[Python-Dev] PEP 3101 Update

Fri May 19 16:55:37 CEST 2006

On 5/19/06, Talin <talin at acm.org> wrote:
> Guido van Rossum wrote:
> > [http://www.python.org/dev/peps/pep-3101/]
> > http://msdn.microsoft.com/library/en-us/cpguide/html/cpconcompositeformatting.asp

[on width spec a la .NET]
> We already have that now, don't we? If you look at the docs for "String
> Formatting Operations" in the library reference, it shows that a
> negative sign on a field width indicates left justification.

Yes, but I was proposing to adopt the .NET syntax for the feature.
Making it a responsibility of the generic formatting code rather than
of each individual type-specific formatter makes it more likely that
it will be implemented correctly everywhere.

[on escaping]
> There is another solution to this which is equally subtle, although
> fairly straightforward to parse. It involves defining the rules for
> escapes as follows:
>
>     '{{' is an escaped '{'
>     '}}' is an escaped '}', unless we are within a field.
>
> So you can write things like {0:10,{1}}, and the final '}}' will be
> parsed as two separate closing brackets, since we're within a field
> definition.
>
>  From a parsing standpoint, this is unambiguous, however I've held off
> on suggesting it because it might appear to be ambiguous to a casual reader.

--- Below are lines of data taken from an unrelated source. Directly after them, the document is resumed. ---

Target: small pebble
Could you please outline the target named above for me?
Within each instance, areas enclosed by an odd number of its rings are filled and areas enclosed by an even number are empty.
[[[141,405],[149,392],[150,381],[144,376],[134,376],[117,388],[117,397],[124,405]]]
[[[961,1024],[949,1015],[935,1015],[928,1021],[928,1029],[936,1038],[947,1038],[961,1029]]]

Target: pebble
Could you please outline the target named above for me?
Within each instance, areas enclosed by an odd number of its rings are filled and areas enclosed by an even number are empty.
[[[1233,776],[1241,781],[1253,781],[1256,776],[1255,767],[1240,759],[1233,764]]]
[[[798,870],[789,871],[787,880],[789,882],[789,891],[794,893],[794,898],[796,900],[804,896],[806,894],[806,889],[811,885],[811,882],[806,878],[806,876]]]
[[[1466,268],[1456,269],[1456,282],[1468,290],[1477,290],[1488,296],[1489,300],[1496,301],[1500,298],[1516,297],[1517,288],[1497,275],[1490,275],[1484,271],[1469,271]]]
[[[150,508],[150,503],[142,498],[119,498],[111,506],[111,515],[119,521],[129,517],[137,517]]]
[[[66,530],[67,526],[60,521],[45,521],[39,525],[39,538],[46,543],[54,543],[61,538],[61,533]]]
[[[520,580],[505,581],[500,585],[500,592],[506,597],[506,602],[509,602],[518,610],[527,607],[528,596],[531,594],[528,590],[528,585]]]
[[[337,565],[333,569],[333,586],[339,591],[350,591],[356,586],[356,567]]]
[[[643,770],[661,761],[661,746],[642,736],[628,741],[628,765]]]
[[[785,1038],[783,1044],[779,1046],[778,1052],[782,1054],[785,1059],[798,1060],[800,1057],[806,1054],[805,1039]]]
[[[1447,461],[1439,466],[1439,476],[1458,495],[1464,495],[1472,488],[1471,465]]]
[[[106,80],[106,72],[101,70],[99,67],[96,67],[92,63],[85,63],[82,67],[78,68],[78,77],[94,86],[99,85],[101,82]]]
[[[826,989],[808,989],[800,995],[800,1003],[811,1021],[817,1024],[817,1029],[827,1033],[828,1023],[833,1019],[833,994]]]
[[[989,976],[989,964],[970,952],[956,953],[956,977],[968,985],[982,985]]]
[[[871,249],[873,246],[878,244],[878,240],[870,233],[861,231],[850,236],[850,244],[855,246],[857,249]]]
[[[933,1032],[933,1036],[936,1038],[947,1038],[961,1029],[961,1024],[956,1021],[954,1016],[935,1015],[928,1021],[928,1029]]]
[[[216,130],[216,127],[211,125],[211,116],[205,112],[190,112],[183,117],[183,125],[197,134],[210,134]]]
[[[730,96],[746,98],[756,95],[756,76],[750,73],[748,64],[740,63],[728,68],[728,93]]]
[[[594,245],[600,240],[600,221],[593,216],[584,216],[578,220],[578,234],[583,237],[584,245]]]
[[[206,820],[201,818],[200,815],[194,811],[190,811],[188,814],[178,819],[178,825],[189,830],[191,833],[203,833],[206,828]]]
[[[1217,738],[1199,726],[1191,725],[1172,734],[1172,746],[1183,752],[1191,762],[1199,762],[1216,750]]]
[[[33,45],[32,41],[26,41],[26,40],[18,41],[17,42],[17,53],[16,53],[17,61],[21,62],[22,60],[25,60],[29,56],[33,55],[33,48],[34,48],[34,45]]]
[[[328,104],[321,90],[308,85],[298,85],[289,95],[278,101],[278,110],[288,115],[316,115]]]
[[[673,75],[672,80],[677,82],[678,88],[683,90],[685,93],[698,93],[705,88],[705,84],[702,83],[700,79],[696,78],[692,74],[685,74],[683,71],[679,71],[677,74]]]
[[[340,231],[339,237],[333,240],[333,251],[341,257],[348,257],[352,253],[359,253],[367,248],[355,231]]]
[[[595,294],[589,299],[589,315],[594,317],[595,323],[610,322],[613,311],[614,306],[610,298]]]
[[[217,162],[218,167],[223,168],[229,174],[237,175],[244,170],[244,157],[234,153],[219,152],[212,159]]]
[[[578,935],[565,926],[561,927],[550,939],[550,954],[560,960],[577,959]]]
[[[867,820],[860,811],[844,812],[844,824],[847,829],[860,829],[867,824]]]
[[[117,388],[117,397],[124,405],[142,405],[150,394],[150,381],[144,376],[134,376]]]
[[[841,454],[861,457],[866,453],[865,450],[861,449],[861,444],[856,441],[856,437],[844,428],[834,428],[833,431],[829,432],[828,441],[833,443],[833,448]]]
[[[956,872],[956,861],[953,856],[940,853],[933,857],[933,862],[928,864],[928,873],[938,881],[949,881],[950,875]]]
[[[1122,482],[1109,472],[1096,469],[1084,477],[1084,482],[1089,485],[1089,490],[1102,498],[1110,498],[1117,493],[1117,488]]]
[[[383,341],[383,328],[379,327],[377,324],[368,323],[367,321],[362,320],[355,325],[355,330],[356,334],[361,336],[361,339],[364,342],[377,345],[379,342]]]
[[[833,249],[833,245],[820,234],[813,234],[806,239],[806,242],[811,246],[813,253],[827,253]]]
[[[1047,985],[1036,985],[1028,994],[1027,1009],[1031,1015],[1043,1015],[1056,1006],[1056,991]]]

Sure. But I still think there isn't enough demand for variable
expansion *within* a field to bother. When's the lats time you used a
* in a % format string? And how essential was it?

[on error handling for unused variables]
> I am undecided on this issue as well, which is the reason that it's not
> mentioned in the PEP (yet).

There's another use case which suggests that perhaps all errors should
pass silent (or at least produce a string result instead of an
exception). It's a fairly common bug to have a broken format in an
except clause for a rare exception. This can cause major issues in
large programs because the one time you need the debug info badly you
don't get anything at all. (The logging module now has a special
work-around for this reason.) That's too bad, but it is a fact of
life.

If broken formats *never* caused exceptions (but instead some kind of
butchered conversion drawing attention to the problem) then at least
one source of frustration would be gone. If people like this I suggest
putting some kind of error message in the place of any format
conversion for which an error occurred. (If we left the {format}
itself in, then this would become a feature that people would rely on
in undesirable places.)

I wouldn't want to go so far as to catch exceptions from type-specific
formatters; but those formatters themselves should silently ignore bad
specifiers, or at least return an error string, rather than raise
exceptions.

Still, this may be more painful for beginners learning to write format strings?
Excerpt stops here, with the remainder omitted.